Los hijos de padres ebrios corren más riesgo de embriagarse



Los adolescentes que ven a sus padres tomar alcohol y emborracharse tienen el doble de riesgo de embriagarse ellos mismos regularmente, revela un estudio.


La falta de supervisión paterna y la conducta de los amigos también pueden incrementar el riesgo de los adolescentes de beber alcohol en exceso, afirma la investigación llevada a cabo en Inglaterra por la Fundación Joseph Rowntree.

El estudio, en el que participaron 5.700 adolescentes de entre 13 y 16 años, analizó cuánto y porqué beben los jóvenes en este país.

Uno de cada cinco participantes dijeron que ya se habían emborrachado antes de cumplir 14 años.

Y antes de los 16 años, la mitad de los entrevistados se había embriagado.

Asimismo, siete de cada diez estudiantes de 14 años y nueve de cada 10 de 16 años habían bebido alcohol, la mayoría antes de cumplir 13 años.

El objetivo de la investigación, dicen los autores, era explorar cuáles son los factores que influyen en las conductas alcohólicas de los jóvenes y analizar qué tan importantes son estos factores.





La mitad de los participantes se habían emborrachado antes de los 16 años


Hábitos poderosos


El estudio revela que los hábitos de los padres parecen ser particularmente poderosos.

Las probabilidades de que un adolescente se emborrache repetidamente es dos veces mayor si ha visto a sus padres embriagados por la bebida, incluso si esto sólo ha ocurrido en algunas ocasiones.


"Tanto lo que dicen los padres como la forma como se comportan tienen un fuerte impacto en el consumo de alcohol de los adolescentes, la regularidad y la cantidad que beben"

Claire Turner


Y según los autores, la supervisión paterna también es importante. Si los padres no saben dónde están sus hijos un sábado en la noche, o los dejan ver películas clasificadas para mayores de 18 años sin supervisión, tienen más probabilidades de haber consumido una bebida alcohólica.

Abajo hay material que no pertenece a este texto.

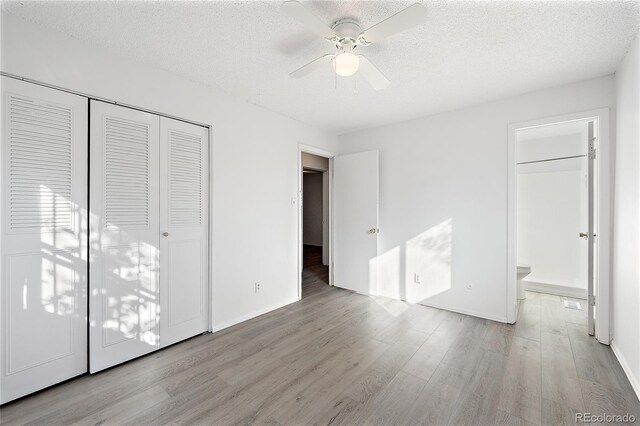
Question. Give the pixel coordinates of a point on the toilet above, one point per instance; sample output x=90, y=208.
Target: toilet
x=523, y=271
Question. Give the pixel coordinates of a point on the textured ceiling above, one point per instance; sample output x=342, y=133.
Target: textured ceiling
x=466, y=53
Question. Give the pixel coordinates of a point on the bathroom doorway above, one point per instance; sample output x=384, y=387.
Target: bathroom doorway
x=556, y=251
x=315, y=224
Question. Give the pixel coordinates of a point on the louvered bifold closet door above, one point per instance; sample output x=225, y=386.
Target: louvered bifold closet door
x=184, y=200
x=44, y=241
x=124, y=234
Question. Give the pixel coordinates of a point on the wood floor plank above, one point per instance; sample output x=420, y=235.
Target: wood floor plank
x=520, y=391
x=340, y=358
x=559, y=377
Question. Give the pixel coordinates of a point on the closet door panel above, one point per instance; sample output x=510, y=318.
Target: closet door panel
x=124, y=223
x=44, y=237
x=184, y=200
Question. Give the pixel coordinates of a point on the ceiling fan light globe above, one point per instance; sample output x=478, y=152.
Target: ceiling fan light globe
x=346, y=64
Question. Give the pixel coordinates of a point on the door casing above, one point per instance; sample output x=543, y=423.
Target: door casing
x=602, y=210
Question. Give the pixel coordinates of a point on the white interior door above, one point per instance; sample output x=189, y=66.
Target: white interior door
x=124, y=234
x=184, y=183
x=356, y=221
x=44, y=241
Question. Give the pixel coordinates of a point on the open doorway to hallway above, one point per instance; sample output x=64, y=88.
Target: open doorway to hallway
x=559, y=222
x=315, y=223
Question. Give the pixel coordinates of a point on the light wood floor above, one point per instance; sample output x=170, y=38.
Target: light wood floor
x=341, y=358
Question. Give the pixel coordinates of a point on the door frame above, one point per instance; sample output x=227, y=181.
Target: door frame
x=602, y=208
x=330, y=156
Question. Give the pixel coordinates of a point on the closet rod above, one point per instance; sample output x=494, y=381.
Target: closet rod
x=552, y=159
x=97, y=98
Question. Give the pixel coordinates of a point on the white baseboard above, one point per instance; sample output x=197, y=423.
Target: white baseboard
x=635, y=383
x=246, y=317
x=558, y=290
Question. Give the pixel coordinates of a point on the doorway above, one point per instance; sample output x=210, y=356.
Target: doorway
x=558, y=220
x=553, y=198
x=315, y=192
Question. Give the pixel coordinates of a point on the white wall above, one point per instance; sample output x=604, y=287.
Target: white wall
x=552, y=211
x=255, y=222
x=312, y=211
x=626, y=237
x=443, y=196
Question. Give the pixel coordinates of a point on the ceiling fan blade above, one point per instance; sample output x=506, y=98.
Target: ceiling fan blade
x=298, y=11
x=414, y=15
x=372, y=74
x=311, y=66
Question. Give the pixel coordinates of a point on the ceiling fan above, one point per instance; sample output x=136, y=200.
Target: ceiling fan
x=347, y=35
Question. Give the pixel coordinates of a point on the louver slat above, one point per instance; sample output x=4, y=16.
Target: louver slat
x=40, y=166
x=185, y=183
x=126, y=174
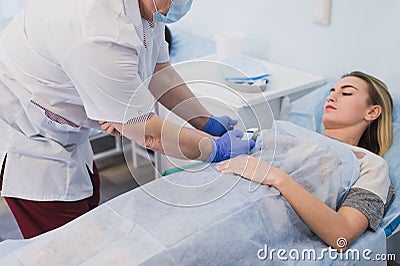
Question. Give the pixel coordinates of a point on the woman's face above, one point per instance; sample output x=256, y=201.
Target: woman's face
x=346, y=104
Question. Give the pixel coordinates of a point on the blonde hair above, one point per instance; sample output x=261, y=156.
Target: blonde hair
x=378, y=136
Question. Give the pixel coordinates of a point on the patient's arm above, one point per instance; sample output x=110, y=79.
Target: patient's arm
x=165, y=137
x=328, y=224
x=171, y=91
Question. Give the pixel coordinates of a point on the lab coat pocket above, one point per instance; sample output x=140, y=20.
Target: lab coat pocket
x=30, y=177
x=63, y=133
x=36, y=178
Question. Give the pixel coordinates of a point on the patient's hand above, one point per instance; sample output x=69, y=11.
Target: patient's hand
x=253, y=169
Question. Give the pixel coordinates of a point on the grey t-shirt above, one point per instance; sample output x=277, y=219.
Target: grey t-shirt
x=372, y=193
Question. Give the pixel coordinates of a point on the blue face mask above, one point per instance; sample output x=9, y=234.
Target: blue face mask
x=177, y=10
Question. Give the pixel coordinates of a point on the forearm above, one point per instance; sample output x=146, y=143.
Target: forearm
x=168, y=138
x=328, y=224
x=172, y=92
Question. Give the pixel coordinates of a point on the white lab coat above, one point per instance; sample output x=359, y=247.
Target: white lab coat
x=83, y=60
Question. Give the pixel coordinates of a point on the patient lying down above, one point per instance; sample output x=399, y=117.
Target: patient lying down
x=357, y=112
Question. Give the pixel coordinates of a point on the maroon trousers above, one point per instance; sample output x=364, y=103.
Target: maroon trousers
x=37, y=217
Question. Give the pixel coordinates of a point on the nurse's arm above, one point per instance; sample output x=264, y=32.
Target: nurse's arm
x=168, y=138
x=172, y=92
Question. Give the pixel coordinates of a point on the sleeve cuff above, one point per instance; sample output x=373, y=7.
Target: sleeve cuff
x=370, y=204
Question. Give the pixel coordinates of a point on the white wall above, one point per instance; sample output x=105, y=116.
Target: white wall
x=8, y=8
x=362, y=34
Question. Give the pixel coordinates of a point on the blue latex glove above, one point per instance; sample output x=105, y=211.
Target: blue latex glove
x=229, y=146
x=217, y=126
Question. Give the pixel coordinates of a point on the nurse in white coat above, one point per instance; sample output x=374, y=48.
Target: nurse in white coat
x=66, y=65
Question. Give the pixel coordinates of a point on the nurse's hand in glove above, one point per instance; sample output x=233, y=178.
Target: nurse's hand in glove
x=229, y=146
x=217, y=126
x=109, y=128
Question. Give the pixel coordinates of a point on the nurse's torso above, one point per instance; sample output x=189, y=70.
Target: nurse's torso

Los amigos de los adolescentes también tienen un impacto en la conducta alcohólica de los jóvenes.

Las probabilidades de que un adolescente beba en exceso se duplica si pasa más de dos noches a la semana con amigos.

Aquéllos que pasan todas las noches con amigos tienen un riesgo cuatro veces mayor de beber alcohol en exceso.

Tal como señala Pamela Bremmer, principal autora de la investigación, por primera vez un estudio "clasifica qué es lo que influye en la conducta de los jóvenes que consumen alcohol".

El estudio sin embargo, no presenta una evidencia clara sobre cómo introducir el alcohol a los jóvenes, lo cual es un tema bastante difícil de resolver para los padres.

Por ejemplo, los investigadores no encontraron cuál es la mejor edad o la forma de introducir el alcohol a los adolescentes.



Supervisión paterna



Bebidas alcóholicas




La conducta de los padres es un fuerte factor de influencia en los adolescentes.

"Este estudio muestra que los padres pueden tener una mayor influencia de la que creen en la conducta de sus adolescentes" afirma Claire Turner, de la Fundación Joseph Rowntree.

"Tanto lo que dicen los padres como la forma en que se comportan tienen un fuerte impacto en el consumo de alcohol de los adolescentes, la regularidad y la cantidad que beben".

"Si se introduce el alcohol a una edad muy temprana, por ejemplo antes de los 10 años, podría haber más probabilidades de que el niño beba en exceso siendo adolescente".

"Pero encontramos diferencias en este patrón en todo el grupo. Por ejemplo, cuando los adolescentes más mayores toman por primera vez alcohol con sus amigos, lejos de la supervisión paterna, tendrán más riesgo de beber en exceso", señala Claire Turner.

Por su parte Don Shenker, de la organización Alcohol Concern, expresa que el informe confirma que desde el comienzo de la vida los padres tienen una fuerte influencia en las futuras conductas de consumo de alcohol de sus hijos.

"Los padres tienen que darse cuenta y aceptar que, con intención o sin ella, su propia actitud ante el consumo de alcohol, sus propios niveles de consumo y su conducta de beber en exceso son claros signos para los niños de que éste es un comportamiento aceptable y normal" señala el experto.

"Además, los padres deben aceptar que permitir que los jóvenes beban sin supervisión puede incrementar el riesgo de que se emborrachen y esto puede tener consecuencias perjudiciales" agrega.